Hector B is right. When the current crop of pro-business white guys decides that any punitive damage award that actually, y’know, punishes a corporation for its wrong doing is unconstitutional, they’re not doing it out of empathy for the poor beleaguered managers and shareholders, they’re doing it because it’s a corporation’s God-, uh, Constitution-, uh, dictum-given right as an individual to chalk up whatever vile acts it commits to the cost of doing business. They certainly couldn’t see themselves as a bunch of late-middle-aged and elderly corporate titans feeling inconvenienced by those revolting peasants.

Comment #39: paul  on  06/05  at  10:24 PM

phalamir, thanks for stepping up for me.  leaving work, grocery shopping, too much time away from my computer screen. 

However, I will add a couple of things:

1.  Since blacks were, in fact, considered 3/5 of a person, for population determination, I think we can safely say non-whites were not expected to vote.  And it’s true the constitution does not explicitly deny women the right to vote—that was so assumed that it wasn’t needed.  As phalamir pointed out, non-white-male groups had to be specifically granted the rights.
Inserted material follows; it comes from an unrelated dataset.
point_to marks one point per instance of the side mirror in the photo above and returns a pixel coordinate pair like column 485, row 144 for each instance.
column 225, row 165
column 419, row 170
My biggest point with (2) and (3) was that the founders argued about these.  Disagreed on many, many levels about many many things, including these.  They were NOT infallible, they were NOT omniscient, and quite often their “real intention” was to get the damn thing passed, so they compromised in a lot of areas.  I think it’s wonderful—it’s a terrific example of how government is supposed to work.  But person A saying “The founders meant X” and person B saying “the founders meant Y” are very likely both exactly right (depending on which founder they are referring to). 

And yes, referring to the Bill of Rights as an “afterthought” was, possibly, inappropriately flip.  However, the point it that it had to be added because the states demanded it.  The document that is so desperately all-important to the basis of our legislative philosophy was added later by the “founders” because the “people” at the time demanded it.